Desabafo ouvido de uma empregada
doméstica:
“Era para eu estar longe daqui. Fiquei
três anos juntando dinheiro, sem comprar roupa, sem comprar sapato, comendo o
mínimo necessário, nem saía de casa para não gastar. Minha irmã mora nos
Estados Unidos, com o marido e dois filhos. Eles entraram clandestinamente,
pelo México, levaram dez dias na travessia. Deram sorte. Estão lá até hoje. Já
têm casa, carro, estão bem.
Mas eu não queria ir assim não. Queria
entrar pela porta de frente. Fiz tudo direitinho. Ajeitei toda a papelada, preenchi,
com a ajuda de uma pessoa, o pedido de visto. Tirei passaporte. Comprei
passagem até Miami de ida e volta, que não ia usar, é claro. Marquei entrevista
no Consulado. Paguei as taxas. Minha patroa na época disse que me levava lá,
que ela já tinha morado no Rio de Janeiro, conhecia a cidade.
Foi no início do ano passado. Fomos de
ônibus. Paguei tudo. Saímos de noite, chegamos de manhã cedo. Pegamos um Uber,
por minha conta. O café da manhã também fui eu quem pagou. A entrevista demorou.

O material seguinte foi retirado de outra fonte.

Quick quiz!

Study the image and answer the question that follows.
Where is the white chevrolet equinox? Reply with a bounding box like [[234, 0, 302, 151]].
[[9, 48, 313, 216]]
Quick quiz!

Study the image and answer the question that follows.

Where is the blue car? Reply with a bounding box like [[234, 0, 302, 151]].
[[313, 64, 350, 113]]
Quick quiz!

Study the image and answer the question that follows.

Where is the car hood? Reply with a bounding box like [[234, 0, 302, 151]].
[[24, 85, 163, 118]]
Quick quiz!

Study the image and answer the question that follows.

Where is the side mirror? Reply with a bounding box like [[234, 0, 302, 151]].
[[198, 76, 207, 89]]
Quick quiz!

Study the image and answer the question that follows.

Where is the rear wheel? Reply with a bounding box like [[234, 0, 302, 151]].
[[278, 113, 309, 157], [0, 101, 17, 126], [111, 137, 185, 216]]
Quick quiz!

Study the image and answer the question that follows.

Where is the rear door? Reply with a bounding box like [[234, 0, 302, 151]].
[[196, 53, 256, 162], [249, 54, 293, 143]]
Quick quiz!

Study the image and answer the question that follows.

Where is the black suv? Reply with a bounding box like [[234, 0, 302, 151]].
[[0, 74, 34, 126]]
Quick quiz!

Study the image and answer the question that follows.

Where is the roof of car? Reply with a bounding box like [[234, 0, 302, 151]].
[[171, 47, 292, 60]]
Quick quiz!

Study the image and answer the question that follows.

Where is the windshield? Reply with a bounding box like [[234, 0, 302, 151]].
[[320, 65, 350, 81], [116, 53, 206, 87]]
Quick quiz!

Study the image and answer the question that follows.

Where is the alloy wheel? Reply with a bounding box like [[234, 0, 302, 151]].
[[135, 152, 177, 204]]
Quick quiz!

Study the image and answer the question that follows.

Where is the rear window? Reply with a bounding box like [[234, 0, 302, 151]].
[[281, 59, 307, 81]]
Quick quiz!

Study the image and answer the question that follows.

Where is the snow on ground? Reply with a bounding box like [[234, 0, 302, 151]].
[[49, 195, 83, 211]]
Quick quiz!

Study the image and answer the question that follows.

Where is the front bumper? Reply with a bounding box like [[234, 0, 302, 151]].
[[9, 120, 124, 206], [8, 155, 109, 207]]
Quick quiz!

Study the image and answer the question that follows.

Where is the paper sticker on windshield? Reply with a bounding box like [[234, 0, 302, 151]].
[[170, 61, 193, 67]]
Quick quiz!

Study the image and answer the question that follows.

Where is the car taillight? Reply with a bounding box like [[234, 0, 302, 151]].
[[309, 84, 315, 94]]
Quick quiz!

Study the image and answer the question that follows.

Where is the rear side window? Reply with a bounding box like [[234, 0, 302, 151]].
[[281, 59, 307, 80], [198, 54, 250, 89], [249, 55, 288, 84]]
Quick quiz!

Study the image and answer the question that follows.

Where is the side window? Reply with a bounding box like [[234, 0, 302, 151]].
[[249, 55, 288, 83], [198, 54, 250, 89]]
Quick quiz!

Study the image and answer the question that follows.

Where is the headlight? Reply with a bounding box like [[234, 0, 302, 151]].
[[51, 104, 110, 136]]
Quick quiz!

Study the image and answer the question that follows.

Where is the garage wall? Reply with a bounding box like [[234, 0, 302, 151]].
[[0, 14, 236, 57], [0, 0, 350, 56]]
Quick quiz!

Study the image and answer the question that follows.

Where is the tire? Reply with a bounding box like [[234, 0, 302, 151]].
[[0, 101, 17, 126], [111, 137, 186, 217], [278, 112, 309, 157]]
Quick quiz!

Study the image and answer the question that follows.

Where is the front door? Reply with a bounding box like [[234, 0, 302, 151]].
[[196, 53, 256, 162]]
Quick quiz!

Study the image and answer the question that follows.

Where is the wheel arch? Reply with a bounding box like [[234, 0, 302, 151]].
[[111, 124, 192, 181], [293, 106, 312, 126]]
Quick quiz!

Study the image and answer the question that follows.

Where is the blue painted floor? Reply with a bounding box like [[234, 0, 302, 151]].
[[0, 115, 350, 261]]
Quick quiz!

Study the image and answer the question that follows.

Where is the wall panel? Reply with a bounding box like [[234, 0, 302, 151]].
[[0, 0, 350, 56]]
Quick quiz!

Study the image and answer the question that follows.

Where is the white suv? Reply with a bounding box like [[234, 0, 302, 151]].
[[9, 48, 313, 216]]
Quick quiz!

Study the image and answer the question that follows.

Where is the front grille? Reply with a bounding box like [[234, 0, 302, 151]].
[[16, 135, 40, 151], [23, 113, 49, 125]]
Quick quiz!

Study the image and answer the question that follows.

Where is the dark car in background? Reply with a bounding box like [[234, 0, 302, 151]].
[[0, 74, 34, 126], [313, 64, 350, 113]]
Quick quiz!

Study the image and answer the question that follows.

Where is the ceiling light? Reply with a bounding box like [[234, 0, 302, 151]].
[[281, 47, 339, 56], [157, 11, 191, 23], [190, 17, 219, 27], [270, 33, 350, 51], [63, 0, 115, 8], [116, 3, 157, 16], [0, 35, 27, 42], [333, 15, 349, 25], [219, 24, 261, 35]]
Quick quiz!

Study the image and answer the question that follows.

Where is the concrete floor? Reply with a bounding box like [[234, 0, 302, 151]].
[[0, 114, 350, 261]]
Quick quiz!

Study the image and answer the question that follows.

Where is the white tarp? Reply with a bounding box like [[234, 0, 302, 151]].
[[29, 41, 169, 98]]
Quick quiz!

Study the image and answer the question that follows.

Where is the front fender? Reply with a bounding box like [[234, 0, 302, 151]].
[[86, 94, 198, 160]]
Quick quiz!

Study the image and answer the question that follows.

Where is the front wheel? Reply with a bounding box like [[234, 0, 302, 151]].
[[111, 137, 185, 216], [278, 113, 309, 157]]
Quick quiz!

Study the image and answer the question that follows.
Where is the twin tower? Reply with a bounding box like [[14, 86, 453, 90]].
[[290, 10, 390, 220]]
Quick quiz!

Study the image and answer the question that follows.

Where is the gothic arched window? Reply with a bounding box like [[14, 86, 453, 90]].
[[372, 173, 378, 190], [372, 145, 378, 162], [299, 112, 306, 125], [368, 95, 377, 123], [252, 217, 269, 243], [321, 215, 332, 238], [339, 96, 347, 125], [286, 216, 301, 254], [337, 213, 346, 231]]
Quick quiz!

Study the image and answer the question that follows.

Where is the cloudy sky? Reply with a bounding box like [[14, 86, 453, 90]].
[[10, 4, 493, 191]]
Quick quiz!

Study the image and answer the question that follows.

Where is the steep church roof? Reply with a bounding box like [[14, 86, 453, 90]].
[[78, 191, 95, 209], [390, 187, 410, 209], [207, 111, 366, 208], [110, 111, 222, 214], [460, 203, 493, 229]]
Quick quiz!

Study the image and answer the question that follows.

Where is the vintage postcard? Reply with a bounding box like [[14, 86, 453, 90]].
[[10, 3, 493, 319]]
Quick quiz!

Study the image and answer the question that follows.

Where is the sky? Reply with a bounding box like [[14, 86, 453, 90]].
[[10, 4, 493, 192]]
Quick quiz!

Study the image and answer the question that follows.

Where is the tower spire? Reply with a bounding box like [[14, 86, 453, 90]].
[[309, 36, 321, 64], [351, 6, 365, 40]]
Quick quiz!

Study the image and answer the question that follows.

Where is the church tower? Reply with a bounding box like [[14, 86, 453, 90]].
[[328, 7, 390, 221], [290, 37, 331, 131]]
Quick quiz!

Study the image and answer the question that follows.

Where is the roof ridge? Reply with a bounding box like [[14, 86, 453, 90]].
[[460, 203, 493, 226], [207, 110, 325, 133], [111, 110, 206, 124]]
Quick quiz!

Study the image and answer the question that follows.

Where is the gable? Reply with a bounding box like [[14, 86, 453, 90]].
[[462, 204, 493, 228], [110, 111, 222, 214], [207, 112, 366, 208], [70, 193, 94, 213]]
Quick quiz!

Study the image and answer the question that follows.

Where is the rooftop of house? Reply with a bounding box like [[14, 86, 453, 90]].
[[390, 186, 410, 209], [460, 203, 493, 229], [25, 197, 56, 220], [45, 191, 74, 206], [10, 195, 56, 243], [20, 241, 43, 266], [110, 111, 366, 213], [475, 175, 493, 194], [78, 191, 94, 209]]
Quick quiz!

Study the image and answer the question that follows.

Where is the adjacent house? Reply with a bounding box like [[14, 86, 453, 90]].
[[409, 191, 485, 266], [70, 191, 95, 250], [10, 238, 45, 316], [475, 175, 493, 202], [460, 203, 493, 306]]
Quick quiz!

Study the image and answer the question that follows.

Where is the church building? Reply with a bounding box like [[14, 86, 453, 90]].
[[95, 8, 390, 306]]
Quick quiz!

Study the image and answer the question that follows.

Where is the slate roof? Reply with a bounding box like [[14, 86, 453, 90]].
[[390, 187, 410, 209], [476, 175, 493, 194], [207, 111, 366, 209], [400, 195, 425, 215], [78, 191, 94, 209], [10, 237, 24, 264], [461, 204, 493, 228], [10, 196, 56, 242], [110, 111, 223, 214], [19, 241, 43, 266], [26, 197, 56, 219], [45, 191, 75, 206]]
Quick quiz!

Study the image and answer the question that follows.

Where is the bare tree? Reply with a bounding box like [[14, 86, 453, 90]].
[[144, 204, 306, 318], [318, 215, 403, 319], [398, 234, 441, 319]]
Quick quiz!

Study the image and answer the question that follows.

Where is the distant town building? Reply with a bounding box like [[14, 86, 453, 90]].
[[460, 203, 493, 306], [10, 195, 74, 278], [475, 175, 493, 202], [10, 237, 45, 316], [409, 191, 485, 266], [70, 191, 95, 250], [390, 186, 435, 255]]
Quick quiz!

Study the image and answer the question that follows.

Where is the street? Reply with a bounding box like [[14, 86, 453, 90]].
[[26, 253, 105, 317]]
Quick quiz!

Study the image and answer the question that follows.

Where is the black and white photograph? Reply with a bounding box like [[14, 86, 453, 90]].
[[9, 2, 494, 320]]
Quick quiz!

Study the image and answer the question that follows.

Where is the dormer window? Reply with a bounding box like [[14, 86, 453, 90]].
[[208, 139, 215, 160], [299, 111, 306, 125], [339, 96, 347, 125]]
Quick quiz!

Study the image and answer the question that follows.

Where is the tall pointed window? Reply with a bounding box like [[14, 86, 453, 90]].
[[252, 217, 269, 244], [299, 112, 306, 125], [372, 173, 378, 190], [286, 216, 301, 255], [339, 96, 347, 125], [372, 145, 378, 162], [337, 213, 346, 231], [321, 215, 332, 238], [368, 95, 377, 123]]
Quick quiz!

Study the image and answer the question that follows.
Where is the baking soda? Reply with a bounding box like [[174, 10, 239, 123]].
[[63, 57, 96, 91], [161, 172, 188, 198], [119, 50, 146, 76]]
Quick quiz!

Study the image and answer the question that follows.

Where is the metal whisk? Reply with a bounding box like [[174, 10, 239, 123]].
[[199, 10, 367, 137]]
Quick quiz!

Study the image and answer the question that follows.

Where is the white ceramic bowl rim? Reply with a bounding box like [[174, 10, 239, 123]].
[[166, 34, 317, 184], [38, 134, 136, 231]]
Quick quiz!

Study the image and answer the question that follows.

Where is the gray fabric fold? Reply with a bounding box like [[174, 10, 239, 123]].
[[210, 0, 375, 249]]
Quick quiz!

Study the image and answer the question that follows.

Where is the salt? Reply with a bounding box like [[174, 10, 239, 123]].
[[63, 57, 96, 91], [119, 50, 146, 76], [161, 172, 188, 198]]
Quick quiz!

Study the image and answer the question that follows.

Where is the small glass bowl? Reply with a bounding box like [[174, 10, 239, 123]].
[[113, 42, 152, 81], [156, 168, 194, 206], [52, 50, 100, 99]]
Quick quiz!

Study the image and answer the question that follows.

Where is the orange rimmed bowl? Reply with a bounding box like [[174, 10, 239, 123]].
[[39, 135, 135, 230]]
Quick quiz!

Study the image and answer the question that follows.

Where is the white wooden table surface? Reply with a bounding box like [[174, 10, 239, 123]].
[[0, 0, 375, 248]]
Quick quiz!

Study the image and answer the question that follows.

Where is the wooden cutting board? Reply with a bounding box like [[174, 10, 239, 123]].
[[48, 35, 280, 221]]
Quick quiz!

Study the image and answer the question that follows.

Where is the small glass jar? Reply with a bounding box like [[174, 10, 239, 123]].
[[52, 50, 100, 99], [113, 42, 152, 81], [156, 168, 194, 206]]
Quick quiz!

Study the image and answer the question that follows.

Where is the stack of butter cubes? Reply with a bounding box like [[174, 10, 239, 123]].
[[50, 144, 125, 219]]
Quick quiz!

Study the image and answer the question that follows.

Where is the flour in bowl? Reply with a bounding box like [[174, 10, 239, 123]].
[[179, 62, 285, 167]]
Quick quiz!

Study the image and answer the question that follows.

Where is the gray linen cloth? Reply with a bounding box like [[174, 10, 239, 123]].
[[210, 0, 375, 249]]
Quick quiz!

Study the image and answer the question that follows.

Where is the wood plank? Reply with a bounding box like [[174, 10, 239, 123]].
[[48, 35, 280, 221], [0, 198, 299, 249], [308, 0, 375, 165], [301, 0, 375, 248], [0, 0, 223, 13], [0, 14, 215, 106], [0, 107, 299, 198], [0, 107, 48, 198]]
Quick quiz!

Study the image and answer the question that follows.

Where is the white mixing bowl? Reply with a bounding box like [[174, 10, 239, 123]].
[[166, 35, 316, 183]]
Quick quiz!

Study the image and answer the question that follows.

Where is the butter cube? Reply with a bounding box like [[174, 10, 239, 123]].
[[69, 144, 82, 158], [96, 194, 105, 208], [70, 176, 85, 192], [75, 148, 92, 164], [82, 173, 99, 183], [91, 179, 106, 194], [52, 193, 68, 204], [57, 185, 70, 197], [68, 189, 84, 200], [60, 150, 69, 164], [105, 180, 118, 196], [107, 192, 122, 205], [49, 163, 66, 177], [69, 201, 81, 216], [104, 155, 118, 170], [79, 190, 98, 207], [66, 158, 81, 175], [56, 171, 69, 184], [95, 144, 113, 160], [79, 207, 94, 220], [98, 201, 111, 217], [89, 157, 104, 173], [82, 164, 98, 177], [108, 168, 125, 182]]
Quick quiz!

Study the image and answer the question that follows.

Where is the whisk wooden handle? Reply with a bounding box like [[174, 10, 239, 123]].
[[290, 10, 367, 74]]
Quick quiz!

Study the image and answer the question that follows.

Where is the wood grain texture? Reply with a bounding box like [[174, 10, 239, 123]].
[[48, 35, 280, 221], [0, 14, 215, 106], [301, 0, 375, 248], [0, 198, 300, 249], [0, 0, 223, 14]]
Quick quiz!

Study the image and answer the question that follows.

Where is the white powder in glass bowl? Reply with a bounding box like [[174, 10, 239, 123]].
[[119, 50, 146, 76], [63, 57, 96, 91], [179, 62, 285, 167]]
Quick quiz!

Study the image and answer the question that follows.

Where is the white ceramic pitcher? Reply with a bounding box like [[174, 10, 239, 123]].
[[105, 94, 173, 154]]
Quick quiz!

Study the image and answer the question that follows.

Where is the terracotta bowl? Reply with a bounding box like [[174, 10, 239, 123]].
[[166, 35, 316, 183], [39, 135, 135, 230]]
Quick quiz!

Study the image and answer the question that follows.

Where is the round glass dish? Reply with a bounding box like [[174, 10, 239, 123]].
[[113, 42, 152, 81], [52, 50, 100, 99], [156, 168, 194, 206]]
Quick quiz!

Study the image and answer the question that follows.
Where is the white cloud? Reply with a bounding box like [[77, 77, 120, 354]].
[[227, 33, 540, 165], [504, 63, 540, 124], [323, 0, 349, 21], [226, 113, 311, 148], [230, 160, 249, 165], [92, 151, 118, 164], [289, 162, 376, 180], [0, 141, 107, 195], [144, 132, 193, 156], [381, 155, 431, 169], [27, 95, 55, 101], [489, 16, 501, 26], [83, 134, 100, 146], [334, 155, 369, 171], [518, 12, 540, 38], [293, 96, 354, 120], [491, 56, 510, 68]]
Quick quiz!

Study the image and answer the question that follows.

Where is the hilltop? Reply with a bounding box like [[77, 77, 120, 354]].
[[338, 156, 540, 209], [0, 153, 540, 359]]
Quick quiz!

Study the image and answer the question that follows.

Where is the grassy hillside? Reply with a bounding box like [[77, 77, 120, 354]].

Fiquei quase a manhã toda na fila. Quando chegou a minha vez, deu ruim. Que
decepção!
A loira de olhos azuis por trás do
vidro do balcão olhou meus documentos e não disse nada. Nem fez nenhuma
pergunta. Só devolveu tudo e disse: ‘Você não vai’. Assim, sem maiores explicações:
‘Você não vai’. Quis saber o motivo. A branquela falou que eu não tinha nenhum
parente nos Estados Unidos, não tinha nada para fazer lá. Se eu quisesse,
poderia tentar novamente depois de seis meses.
A frustração foi tão grande que não
consegui nem chorar. Eu não podia entregar minha irmã, dizendo que ela estava
lá. Seria o mesmo que colocar a Polícia atrás dela. E eles iam mandá-la de
volta. Nunca seria perdoada. Nem quis saber de tentar novamente. Foi discriminação,
racismo. Só porque eu sou negra e pobre. Mas eu tinha, na época, quase 8 mil
dólares. Dinheiro suado, de trabalho honesto e duro.
Mas está bom. Comprei um barraco para
o meu irmão morar e guardei o restante numa poupança. Minha irmã ainda manda
mensagens me chamando para ir escondida, igual ela foi. Tenho medo. Queria ir
do jeito certo. Não deu. Fico aqui mesmo. Pode ter sido melhor, até porque eles
não gostam mesmo de preto. Não está vendo a confusão por causa daquele homem
que um policial matou?
No Brasil, pelo menos, a coisa é mais
disfarçada, a gente ainda consegue viver. É só não se meter em confusão”.